The initial efficacy of KHFAC may be attributed to its ability to influence pain conduction pathways without inducing abnormal sensations, unlike traditional low-frequency stimulation.9 KHFAC may directly block nerve conduction by affecting sodium and potassium ion currents10,11 or inhibit pain signals downstream of the injury site.12 Additionally, its mechanism might involve regulating interactions between neurons and glial cells in the dorsal root ganglion (DRG) and spinal dorsal horn.13–15 Despite these potential advantages, the absence of sustained long-term effects suggests incomplete inhibition of central sensitization and glial cell activity. The “carry-over” effect—where nerve conduction remains inhibited for a period after stimulation ceases—may also contribute.16–18 Indicating that longer stimulation durations might be necessary to achieve prolonged benefits.

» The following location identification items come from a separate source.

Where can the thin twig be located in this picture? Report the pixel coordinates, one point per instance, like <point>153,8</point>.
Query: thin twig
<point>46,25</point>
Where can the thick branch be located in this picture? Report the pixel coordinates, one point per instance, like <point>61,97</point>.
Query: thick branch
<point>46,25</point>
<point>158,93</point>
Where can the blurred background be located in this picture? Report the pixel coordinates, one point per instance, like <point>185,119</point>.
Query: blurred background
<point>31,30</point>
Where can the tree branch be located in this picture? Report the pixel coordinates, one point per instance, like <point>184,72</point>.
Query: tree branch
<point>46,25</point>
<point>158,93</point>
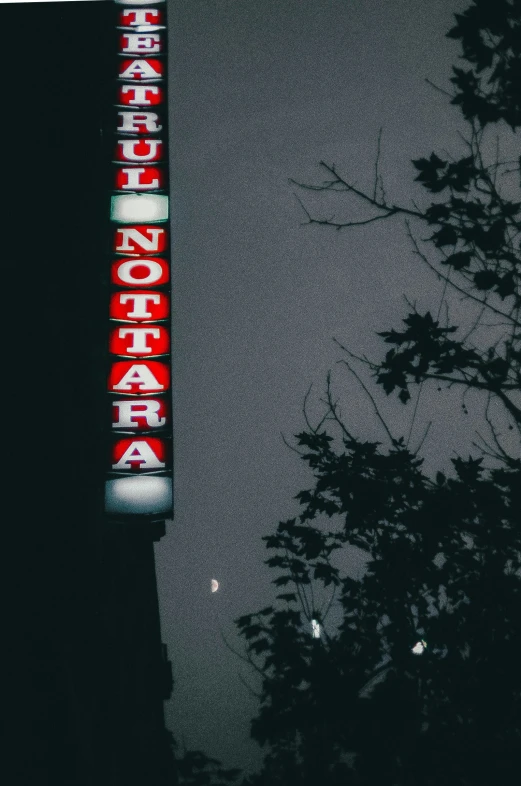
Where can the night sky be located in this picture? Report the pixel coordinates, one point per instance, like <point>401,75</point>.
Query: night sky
<point>260,92</point>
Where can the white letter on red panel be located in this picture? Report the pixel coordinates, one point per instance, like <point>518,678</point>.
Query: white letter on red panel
<point>139,345</point>
<point>141,69</point>
<point>140,239</point>
<point>138,306</point>
<point>140,43</point>
<point>139,453</point>
<point>140,272</point>
<point>128,377</point>
<point>139,150</point>
<point>132,413</point>
<point>139,122</point>
<point>140,16</point>
<point>139,178</point>
<point>140,95</point>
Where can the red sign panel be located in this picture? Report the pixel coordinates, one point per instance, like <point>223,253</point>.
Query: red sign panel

At the conclusion of treatment, the experimental group required fewer supplemental painkillers and reported improved sleep quality and overall quality of life compared to the control group. Nonetheless, these benefits were not significant at the 30-day follow-up, underscoring the need for further investigation into the long-term efficacy of KHFAC therapy.

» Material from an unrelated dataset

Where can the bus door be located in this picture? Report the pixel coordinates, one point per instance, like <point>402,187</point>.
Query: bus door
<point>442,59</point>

A notable aspect of this study is the use of noninvasive patch electrodes for KHFAC delivery, thereby reducing risks associated with invasive implantation methods employed in previous research. While prior studies have reported high efficacy rates with spinal cord stimulation systems.2,19–23 The noninvasive and shorter-duration treatment used in this study offers a practical alternative, although direct comparisons are challenging due to differences in treatment protocols.

Limitations of the study include its single-blind design and reliance on subjective measures such as the Visual Analog Scale (VAS). Masking participants was impractical due to the sensations caused by KHFAC stimulation. Although measures were taken to reduce bias, the absence of full masking may have influenced the results. Furthermore, patients with refractory pain may have been more inclined to participate, potentially affecting the generalizability of the findings. Nonetheless, the study was designed based on realistic criteria for comparative efficacy trials.21,24,25

In summary, combining KHFAC with drug therapy provides significant short-term relief for NP in SCI patients, improving pain levels, reducing the need for additional painkillers, and enhancing sleep quality and overall quality of life immediately after treatment. However, these therapeutic effects were not sustained over the long term. Further research with larger sample sizes and extended stimulation durations is necessary to confirm these findings and to explore the long-term efficacy and safety of KHFAC as a treatment option for SCI-induced neuropathic pain.

Data Sharing Statement

The data used in this study are available from the corresponding author upon reasonable request. All data have been anonymized in compliance with applicable privacy and ethical guidelines to protect the participants’ privacy. For further information about the dataset or access requests, please contact the corresponding author.

Author Contributions

All authors made a significant contribution to the work reported, whether that is in the conception, study design, execution, acquisition of data, analysis and interpretation, or in all these areas; took part in drafting, revising or critically reviewing the article; gave final approval of the version to be published; have agreed on the journal to which the article has been submitted; and agree to be accountable for all aspects of the work.

Disclosure

There are no conflicts of interest to declare.